Tech Gadget Central Latest Tech News and Reviews
sliderThe proposed legislation also creates ‘an unwarranted economic and technological risk to the EU’.
The European Commission (EC)’s planned Cyber Resilience Act (CRA) will “chill” open source software development, according to an open letter from over a dozen open source industry groups.
The Eclipse Foundation, Linux Foundation Europe, and Open Source Initiative (OSI) are among 13 organizations who say the Cyber Resilience Act “poses an unnecessary economic and technological risk to the EU.”
The letter appears to give the open source community more influence over the CRA’s development in the European Parliament.
Letter reads:
We write to express our concern that the greater open source community has been underrepresented during the development of the Cyber Resilience Act to date, and wish to ensure this is remedied throughout the co-legislative process by lending our support. Open source software represents more than 70% of the software present in products with digital elements in Europe. Yet, our community does not have the benefit of an established relationship with the co-legislators.
The software and other technical artefacts produced by us are unprecedented in their contribution to the technology industry along with our digital sovereignty and associated economic benefits on many levels. With the CRA, more than 70% of the software in Europe is about to be regulated without an in-depth consultation.
Early phases
The Cyber Resilience Act, first proposed in September, seeks to legalize optimal cybersecurity practices for linked EU products. Internet-connected hardware and software makers, such as those that make internet-enabled toys or “smart” refrigerators, must ensure their devices are secure and up-to-date.
Non-compliance penalties might reach €15M or 2.5% of global turnover.
The Cyber Resilience Act, which has yet to become law, has raised concerns in the open source community. Many open source projects are produced by individuals or small teams in their own time, but 70-90% of current software products, from web browsers to servers, use open source components. Thus, the CRA’s plans to expand the CE marking self-certification system to software, requiring all developers to attest to their product’s quality, could restrict open source development for fear of violating the new law.
The draft legislation addresses some of these concerns.

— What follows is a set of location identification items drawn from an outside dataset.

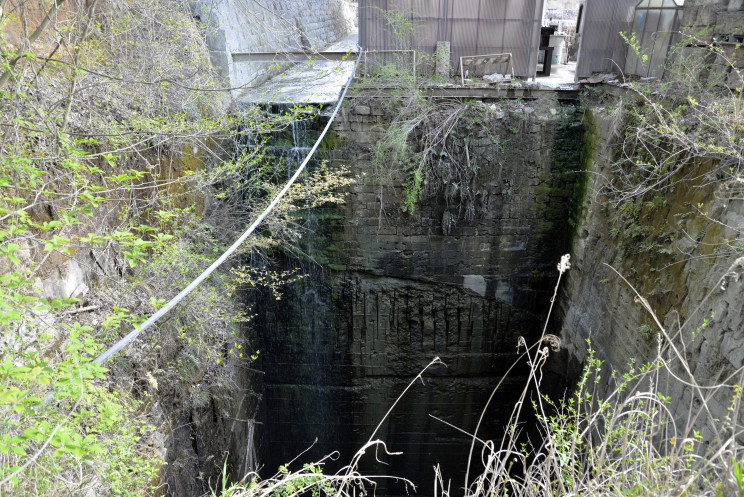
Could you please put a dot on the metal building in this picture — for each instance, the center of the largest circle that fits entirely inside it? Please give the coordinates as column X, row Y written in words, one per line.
column 473, row 27
column 602, row 47
column 655, row 26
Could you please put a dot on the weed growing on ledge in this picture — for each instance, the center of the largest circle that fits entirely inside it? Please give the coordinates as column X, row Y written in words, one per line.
column 617, row 434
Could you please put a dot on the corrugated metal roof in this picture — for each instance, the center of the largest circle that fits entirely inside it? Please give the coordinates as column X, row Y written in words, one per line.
column 473, row 27
column 602, row 47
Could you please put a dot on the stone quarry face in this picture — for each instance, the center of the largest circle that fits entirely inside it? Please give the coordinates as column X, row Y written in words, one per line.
column 389, row 291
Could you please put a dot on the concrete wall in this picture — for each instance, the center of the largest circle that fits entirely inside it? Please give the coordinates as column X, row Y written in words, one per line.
column 675, row 258
column 269, row 26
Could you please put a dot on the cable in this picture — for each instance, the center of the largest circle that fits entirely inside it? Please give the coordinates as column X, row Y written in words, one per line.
column 162, row 311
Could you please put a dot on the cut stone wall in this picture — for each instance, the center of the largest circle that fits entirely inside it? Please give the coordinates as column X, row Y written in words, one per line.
column 677, row 265
column 389, row 291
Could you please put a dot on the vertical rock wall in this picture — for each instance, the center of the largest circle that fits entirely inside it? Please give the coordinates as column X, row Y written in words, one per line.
column 269, row 26
column 389, row 291
column 672, row 248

It states:
In order not to hamper innovation or research, free and open-source software developed or supplied outside the course of a commercial activity should not be covered by this Regulation. This is in particular the case for software, including its source code and modified versions, that is openly shared and freely accessible, usable, modifiable and redistributable. In the context of software, a commercial activity might be characterized not only by charging a price for a product, but also by charging a price for technical support services, by providing a software platform through which the manufacturer monetises other services, or by the use of personal data for reasons other than exclusively for improving the security, compatibility or interoperability of the software.

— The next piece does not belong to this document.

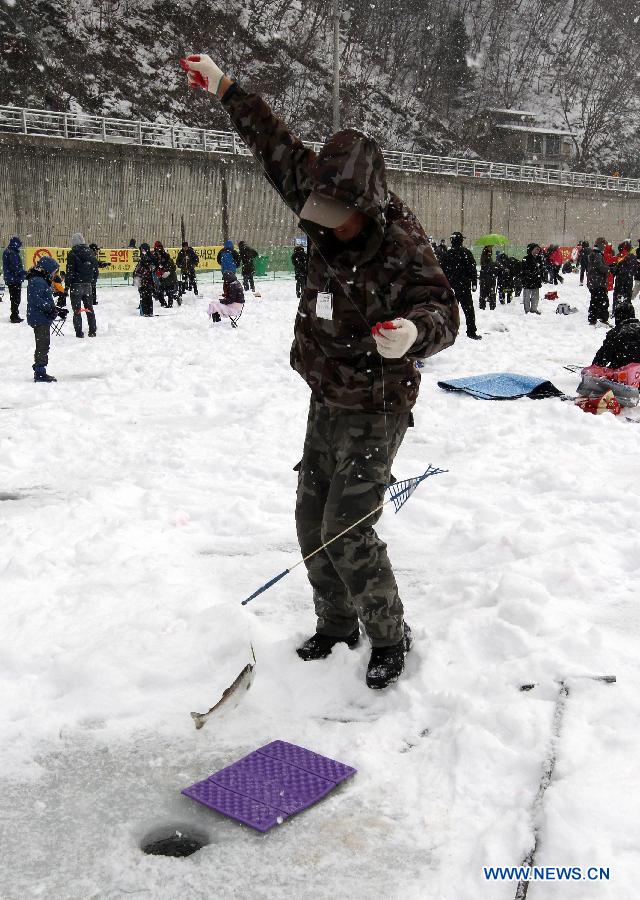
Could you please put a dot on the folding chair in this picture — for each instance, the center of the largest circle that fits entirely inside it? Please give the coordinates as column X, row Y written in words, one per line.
column 234, row 319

However, open source developers are concerned about the language. The text seems to exclude non-commercial open source software, although defining “non-commercial” is difficult. In a blog post last month, GitHub policy director Mike Linksvayer observed that engineers “create and maintain open source in a variety of paid and unpaid contexts,” including corporate, government, non-profit, academic, and more.
Linksvayer noted that non-profit groups provide technical support for open source software through paid consultation. Developers increasingly obtain sponsorships, grants, and other financial backing. Open-source needs a different exemption.”
It’s all about language—clarifying that open source software creators won’t be held accountable for security issues in downstream products that employ a component.
“Focusing on finished products can improve the Cyber Resilience Act,” Linksvayer said. “Open source software should be exempt if it is not sold.”
Chilling effect
Open source software is a recurring worry as European rules increase. The EU’s planned AI Act, which regulates AI applications based on risk, is similar to the CRA’s difficulties. GitHub CEO Thomas Dohmke recently said that open source software developers should be exempt from that legislation when it takes effect since it could increase legal liability for general purpose AI systems (GPAI) and empower well-funded major tech businesses.
The open source software community feels their voices are not being heard on the Cyber Resilience Act, which could have a big long-term impact if not changed.
“Our voices and expertise should be heard and have an opportunity to inform public authorities’ decisions,” the letter states. “If the CRA is implemented as written, it will chill global open source software development, undermining the EU’s own expressed goals for innovation, digital sovereignty, and future prosperity.”
The Eclipse Foundation, Linux Foundation Europe, Open Source Initiative (OSI), OpenForum Europe (OFE), Associação de Empresas de Software Open Source Portuguesas (ESOP), CNLL, The Document Foundation (TDF), European Open Source Software Business Associations (APELL), COSS – Finnish Centre for Open Systems and Solutions, OSBA, COSS, OW2, and Software Heritage Foundation are all signatories.